I was certain that this flash drive held all the proof the prosecutors could need to put that Dickcoin broker behind bars, but I wouldn’t just hand it over without the assurance that there would be justice. My family had suffered the sort of losses that single-handedly worsened all our lives. I wasn’t parting ways with this drive until I cracked it open and duplicated the evidence. In the worst-case scenario, the cops would bury the original, but the press would get the backup.
It occurred to me that I was in a deathmatch. I had never been particularly big and burly. What muscles I had were there more for aesthetic purposes than anything else. I wasn’t fast, either. But I wasn’t totally stupid.
“Alright,” Kim said firmly. “If he’s after you, you probably shouldn’t return to your place.”
“I was gonna hitch a ride north and stay in some motel,” I admitted.
Kim shook her head. “How can I help you if you’re God knows where? You’re staying with me.”
“B-but what about you?” I asked, my heart thundering. “It’s not safe for you.”
“How unsafe are we even talking?” Kim asked, pulling Strudel closer to her heel.
I did the quick math in my head. “I mean, the guy’s guilty of financial crimes. When he makes vague threats…I dunno. Maybe he means to beat me with a wad of cash, but I can’t take those chances.”
“How vague?” Kim asked.
“He said he knew where I lived,” I answered, an innocent smile shining on my face.

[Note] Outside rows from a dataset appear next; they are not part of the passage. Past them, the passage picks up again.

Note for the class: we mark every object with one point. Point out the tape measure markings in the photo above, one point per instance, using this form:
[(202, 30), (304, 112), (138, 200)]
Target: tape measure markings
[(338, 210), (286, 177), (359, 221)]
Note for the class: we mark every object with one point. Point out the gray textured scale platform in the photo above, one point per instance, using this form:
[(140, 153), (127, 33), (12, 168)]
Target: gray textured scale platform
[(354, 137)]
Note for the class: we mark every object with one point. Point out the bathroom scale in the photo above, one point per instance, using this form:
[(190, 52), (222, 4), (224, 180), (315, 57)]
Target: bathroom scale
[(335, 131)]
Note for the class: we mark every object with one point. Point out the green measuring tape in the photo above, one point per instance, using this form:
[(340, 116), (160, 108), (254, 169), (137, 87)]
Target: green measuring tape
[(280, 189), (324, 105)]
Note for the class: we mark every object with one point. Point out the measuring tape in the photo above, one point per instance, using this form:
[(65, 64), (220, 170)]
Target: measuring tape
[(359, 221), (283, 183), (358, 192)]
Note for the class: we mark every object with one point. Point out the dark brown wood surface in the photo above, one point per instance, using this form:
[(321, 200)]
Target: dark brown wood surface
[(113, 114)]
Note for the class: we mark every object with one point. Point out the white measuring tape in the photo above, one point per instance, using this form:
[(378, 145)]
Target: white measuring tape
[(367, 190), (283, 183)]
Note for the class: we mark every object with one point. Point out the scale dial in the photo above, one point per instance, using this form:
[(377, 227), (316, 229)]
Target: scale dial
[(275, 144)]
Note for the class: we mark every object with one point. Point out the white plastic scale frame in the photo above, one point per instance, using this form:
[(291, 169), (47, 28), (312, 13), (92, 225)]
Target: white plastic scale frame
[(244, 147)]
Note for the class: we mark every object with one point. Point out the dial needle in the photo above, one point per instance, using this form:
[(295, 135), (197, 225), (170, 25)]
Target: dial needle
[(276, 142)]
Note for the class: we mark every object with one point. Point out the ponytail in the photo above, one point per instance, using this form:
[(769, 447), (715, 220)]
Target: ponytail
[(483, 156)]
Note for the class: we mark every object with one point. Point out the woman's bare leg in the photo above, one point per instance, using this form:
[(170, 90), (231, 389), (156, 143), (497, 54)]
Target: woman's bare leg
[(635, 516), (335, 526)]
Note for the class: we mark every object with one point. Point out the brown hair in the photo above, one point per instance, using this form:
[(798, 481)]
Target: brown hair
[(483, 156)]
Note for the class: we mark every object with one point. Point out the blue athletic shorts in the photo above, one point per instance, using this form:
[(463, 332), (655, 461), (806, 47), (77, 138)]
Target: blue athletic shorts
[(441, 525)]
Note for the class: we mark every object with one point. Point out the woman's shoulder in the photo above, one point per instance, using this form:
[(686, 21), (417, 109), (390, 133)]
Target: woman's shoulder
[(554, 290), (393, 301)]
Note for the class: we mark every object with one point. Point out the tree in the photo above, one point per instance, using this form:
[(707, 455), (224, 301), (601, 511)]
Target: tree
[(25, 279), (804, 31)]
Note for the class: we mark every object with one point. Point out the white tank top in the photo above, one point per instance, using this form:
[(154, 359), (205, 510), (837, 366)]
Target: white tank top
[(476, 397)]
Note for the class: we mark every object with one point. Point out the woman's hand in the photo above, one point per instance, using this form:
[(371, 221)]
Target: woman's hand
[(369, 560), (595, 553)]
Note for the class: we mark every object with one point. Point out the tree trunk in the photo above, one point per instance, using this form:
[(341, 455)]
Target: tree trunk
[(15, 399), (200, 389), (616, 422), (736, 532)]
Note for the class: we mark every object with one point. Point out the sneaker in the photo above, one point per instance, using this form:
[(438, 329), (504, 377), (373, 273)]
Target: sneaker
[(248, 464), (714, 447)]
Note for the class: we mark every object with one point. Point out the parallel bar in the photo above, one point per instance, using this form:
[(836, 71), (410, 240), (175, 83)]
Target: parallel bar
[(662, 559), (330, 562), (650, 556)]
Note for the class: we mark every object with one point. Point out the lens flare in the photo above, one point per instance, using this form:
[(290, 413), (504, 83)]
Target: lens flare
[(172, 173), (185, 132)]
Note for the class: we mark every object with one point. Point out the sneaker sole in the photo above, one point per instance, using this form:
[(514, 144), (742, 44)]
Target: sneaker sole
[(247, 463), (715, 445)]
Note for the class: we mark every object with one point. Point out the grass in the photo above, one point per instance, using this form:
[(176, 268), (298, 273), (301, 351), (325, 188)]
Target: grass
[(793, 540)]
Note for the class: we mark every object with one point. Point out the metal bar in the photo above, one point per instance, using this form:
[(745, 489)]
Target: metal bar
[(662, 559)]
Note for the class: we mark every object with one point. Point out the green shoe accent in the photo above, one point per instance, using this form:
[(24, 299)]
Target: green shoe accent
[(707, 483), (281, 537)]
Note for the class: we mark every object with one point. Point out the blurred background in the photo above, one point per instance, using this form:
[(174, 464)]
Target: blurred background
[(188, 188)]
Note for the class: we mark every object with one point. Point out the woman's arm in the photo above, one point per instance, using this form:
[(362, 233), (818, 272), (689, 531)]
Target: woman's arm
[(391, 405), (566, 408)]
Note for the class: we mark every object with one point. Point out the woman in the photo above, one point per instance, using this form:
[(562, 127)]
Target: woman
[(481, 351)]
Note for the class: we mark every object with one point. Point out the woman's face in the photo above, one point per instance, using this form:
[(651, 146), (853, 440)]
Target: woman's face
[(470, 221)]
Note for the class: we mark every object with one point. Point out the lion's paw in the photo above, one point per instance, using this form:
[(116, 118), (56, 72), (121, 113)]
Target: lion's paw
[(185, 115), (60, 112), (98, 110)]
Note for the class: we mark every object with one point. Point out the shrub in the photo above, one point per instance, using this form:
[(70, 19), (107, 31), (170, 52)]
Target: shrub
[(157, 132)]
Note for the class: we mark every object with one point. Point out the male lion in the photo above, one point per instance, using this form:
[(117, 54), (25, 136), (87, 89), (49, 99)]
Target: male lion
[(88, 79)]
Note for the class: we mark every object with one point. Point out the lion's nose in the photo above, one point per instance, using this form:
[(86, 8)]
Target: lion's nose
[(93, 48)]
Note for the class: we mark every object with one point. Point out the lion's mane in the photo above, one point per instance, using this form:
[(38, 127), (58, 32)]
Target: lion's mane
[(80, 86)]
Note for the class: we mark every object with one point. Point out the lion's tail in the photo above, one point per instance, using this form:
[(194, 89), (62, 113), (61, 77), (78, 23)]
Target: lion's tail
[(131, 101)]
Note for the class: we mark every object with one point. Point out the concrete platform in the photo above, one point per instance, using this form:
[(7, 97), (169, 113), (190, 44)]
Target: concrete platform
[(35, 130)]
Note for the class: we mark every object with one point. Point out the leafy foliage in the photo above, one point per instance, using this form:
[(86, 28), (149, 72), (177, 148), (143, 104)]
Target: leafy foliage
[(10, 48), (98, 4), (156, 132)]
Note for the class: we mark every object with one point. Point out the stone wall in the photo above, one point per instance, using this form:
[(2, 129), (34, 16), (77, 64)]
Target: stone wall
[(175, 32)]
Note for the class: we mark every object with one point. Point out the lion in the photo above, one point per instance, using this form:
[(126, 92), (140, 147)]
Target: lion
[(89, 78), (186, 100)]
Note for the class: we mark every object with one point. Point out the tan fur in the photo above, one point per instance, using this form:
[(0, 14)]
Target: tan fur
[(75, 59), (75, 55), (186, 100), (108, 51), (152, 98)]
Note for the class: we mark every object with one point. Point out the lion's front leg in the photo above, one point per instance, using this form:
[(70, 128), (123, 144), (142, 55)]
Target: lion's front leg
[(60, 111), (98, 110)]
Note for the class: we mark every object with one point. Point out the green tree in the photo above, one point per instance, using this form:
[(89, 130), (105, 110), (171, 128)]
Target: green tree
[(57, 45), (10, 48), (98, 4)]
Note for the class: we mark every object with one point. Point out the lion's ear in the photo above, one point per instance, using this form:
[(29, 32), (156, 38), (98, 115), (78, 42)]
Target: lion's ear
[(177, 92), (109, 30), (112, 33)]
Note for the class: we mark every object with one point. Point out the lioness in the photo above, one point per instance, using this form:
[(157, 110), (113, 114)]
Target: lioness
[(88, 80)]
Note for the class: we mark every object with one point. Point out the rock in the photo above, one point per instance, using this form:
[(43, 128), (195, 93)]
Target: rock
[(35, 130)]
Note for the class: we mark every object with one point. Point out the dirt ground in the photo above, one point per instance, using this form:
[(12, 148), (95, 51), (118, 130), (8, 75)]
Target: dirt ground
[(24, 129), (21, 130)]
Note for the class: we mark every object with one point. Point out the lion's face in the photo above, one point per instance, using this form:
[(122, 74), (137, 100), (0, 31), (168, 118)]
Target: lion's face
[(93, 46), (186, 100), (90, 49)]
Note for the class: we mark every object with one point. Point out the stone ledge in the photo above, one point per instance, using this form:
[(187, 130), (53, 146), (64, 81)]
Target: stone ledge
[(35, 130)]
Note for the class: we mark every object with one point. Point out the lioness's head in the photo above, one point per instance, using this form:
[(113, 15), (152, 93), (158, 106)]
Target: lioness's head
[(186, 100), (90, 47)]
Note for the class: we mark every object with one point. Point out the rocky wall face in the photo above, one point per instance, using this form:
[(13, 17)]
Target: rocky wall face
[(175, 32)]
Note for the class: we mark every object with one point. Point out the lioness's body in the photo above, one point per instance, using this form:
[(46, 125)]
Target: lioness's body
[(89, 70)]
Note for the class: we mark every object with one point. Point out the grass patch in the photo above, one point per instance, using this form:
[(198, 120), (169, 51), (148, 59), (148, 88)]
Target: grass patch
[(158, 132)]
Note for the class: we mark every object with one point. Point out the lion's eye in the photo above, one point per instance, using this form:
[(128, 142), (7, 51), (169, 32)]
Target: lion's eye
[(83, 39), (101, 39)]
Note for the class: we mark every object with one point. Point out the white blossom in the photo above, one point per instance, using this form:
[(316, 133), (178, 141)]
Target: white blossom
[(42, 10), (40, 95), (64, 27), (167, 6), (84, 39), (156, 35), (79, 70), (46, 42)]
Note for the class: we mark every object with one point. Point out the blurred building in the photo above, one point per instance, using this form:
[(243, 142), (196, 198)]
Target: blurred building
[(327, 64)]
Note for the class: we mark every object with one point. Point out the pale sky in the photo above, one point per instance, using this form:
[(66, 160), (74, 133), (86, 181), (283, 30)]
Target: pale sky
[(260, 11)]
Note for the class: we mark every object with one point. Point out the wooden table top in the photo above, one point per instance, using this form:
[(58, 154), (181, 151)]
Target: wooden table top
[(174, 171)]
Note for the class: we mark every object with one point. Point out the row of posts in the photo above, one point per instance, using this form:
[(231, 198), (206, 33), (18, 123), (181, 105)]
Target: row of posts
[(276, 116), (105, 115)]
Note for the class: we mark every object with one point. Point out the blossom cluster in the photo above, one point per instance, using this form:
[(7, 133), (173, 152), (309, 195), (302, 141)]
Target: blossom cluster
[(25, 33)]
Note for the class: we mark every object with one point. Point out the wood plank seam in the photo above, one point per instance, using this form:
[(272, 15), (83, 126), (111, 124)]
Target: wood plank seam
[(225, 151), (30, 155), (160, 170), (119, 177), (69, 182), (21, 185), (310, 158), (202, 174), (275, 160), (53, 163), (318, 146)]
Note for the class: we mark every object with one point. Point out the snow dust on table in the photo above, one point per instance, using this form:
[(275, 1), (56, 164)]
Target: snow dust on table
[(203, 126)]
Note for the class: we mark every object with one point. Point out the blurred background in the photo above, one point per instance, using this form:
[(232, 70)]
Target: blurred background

Kim narrowed her eyes. “That’s rarely a good sign.”
“Unless you ordered a cake from your baker friend, no, it’s not nice to hear.” I tucked my hand inside my pocket and held the drive protectively.
Kim inhaled a deep breath of air and nodded sagely. “Let’s go to my place first. I’ll figure something out.”
“And I will never be able to pay you back,” I said, barely able to contain the giddiness of knowing I might get out of this with my skin intact.
“Oh, you beautiful fool,” Kim said like it was just a musing. “You will absolutely pay me back.”
The grin that spilled across my face was unstoppable. That was my Kim. That was why I came to her.